If your memory is amazing (I’m sure it is) or if you read my post on zenithal priming, you may recall that up until now, I was using white primer for the final zenithal spray. I switched to white ink. Here’s why:
- Aside from the color, the purpose of primer is to help subsequent coats of paint (or shade or glaze or whatever) adhere to the miniature. By the time I get to the white zenithal step, there are already two coats of primer on the miniature. A third coat of a primer is not necessary.
- Acrylic paint consists of particles of pigment suspended in some kind of medium. White paint, in particular, requires large pigment particles. This makes it harder to spray with an airbrush. I had to thin the white primer substantially with water or airbrush thinner to get it through, and even then the airbrush would tend to clog and/or be harder to clean. Acrylic inks are composed of more finely-ground pigment particles. This makes them much easier to get through airbrushes. In the case of the white ink I used, I didn’t need to thin it at all for the airbrush. Inks often have other properties (glossy texture, more pigment-rich) that make them useful, though (as you’ll see below) I may have sprayed a little too long and reduced the contrast of zenithal effect.
Here’s how it looks, step-by-step, for what I call “gray zenithal.” I used this when I knew the mini’s final color would be “cool”: green, blue, purple, violet, etc.
For “warm” or autumnal colors (yellow, red, brown) I used what I called “tan zenithal”:
Of course, I didn’t go through this process from start to finish with each mini one-by-one. I zenithaled them in batches:
Remember my “standard dwarves”? Here are the posts that contains examples of the dwarves with various washes and paints:
- Painting Miniature Figures
- Sundrop, tan zenithal, and contrast paints
- Contrast Paints and a Metal Dwarf
- Contrast Paints, a Golden Dwarf, and Contrast Medium
- Tainted Grail, the End of the Dwarves, Bugbear Warriors, and Colorshift
Or you can see them all once here:
I don’t show all the minis below, only the ones that are larger than the rest or that I think are particularly interesting.
The photos are sized to look impressive in the blog, so you won’t be able to judge the relative sizes of the minis.
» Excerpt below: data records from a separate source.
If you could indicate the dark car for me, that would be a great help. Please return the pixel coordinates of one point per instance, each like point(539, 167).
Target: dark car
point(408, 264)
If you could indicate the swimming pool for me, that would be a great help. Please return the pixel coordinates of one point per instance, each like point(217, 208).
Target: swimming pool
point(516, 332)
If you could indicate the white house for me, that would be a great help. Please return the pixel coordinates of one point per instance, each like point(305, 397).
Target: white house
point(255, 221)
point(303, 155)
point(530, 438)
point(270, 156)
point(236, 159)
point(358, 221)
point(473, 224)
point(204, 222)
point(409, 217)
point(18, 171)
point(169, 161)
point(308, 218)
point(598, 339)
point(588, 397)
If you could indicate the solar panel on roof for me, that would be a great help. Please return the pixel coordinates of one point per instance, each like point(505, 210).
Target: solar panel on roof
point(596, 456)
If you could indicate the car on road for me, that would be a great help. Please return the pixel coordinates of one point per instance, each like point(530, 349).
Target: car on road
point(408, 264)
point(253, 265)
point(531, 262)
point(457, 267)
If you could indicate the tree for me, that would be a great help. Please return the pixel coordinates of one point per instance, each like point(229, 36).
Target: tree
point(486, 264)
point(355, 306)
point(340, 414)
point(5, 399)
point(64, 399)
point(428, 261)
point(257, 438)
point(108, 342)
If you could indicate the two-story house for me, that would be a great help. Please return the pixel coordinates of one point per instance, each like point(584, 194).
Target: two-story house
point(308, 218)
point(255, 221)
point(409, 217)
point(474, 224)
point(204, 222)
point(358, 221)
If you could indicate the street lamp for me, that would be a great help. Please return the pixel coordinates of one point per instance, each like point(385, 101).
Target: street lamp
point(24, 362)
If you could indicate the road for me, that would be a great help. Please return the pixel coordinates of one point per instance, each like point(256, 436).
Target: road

You may get a clue by the size of the pill-container caps, but I use containers of different sizes so that may not help. Don’t worry, (You were worried? Really?) there are photos of all the minis near the end of this post.
The final step
The last step in the miniature-figure-painting process is to apply a coat of varnish. Here are all the Etherfields minis attached to cardboard using poster tack, waiting for the spray varnish.
I briefly mentioned the card storage boxes above. Etherfields is, in part, a deck-building game: Each player gains new cards during the course of the campaign to improve their character’s abilities. The boxes were a Kickstarter extra to give each player a place to store their custom decks. This is what I received:
I decided to paint each player’s pieces (regular and Lucid, if you recall the pictures near the top of this post) and their storage box the same color. Here’s a different angle for the tableau of figures, so you can identify the figures whose colors match the boxes.
This looks great, except for one issue: I have to spray the varnish outdoors. Right now there’s several inches of snow outside my door. So it may be a while before the temperature is high enough and the humidity is low enough to finish this project.
What’s next on the painting schedule? Wave 2 of Tainted Grail, which should arrive sometime in the next couple of weeks.